H41H-08
Land Use and climate change interactions in tropical South America

Thursday, 17 December 2015: 09:45
3011 (Moscone West)
Abigail L. S. Swann, University of Washington, Atmospheric Sciences, Seattle, WA, United States, Marcos Longo, EMBRAPA Brazilian Agricultural Research Corportation, Campinas, Brazil, Ryan G Knox, Lawrence Berkeley National Laboratory, Berkeley, CA, United States, Eunjee Lee, NASA Goddard Space Flight Center, Greenbelt, MD, United States and Paul R Moorcroft, Harvard University, Cambridge, MA, United States
Abstract:
Ongoing agricultural expansion in Amazonia and the surrounding areas of Brazil is expected to continue over the next several decades as global food demand increases.
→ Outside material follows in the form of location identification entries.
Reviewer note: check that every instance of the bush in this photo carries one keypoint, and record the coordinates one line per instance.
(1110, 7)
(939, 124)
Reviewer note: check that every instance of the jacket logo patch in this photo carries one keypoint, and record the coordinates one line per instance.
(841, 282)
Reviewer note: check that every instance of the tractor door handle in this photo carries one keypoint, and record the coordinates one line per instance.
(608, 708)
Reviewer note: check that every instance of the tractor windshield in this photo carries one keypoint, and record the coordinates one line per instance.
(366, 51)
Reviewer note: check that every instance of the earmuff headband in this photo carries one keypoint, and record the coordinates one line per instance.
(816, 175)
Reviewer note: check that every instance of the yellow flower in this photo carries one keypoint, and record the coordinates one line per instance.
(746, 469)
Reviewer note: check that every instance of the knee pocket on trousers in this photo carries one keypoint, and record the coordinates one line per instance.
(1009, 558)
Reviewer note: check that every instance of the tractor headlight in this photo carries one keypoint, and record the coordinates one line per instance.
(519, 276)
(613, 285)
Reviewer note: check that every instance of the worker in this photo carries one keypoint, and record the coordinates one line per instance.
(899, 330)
The transition of natural forest and savannah ecosystems to pastureland and agricultural crops is predicted to create warmer and drier atmospheric conditions than the native vegetation. Compounding this effect, climate change is likely to lead to reduced transpiration fluxes as plants become more water efficient under higher atmospheric carbon dioxide (CO2) levels. Here we investigate the expected impacts of predicted future land use on the climate of South America as well as the potential impacts of increasing CO2. We find that the climate response to land use change generally consistent with expectations from previous global modeling simulations with drier conditions resulting from deforestation, however the direct changes in precipitation are relatively small (on order of a few percent). Local drying from land use change is driven primarily by decreases in evapo-transpiration associated with the loss of forest, and concomitant increases in runoff. Significant changes in convectively available potential energy and convective inhibition during the transition to the wet season indicate that the decrease in surface latent heat flux is indeed leading to a drier atmosphere, however these changes occur around a mean climatological state that is already very favorable for convection, and thus lead to relatively small changes in precipitation. The physiological effects of increasing CO2 alone also drive a reduction in precipitation, which is compounded by radiation-driven circulation changes. If these land use changes were to occur under a background state of drier conditions, such as those predicted for the future global climate model experiments, this additional atmospheric drying driven by land use change may be sufficient to decrease precipitation more substantially.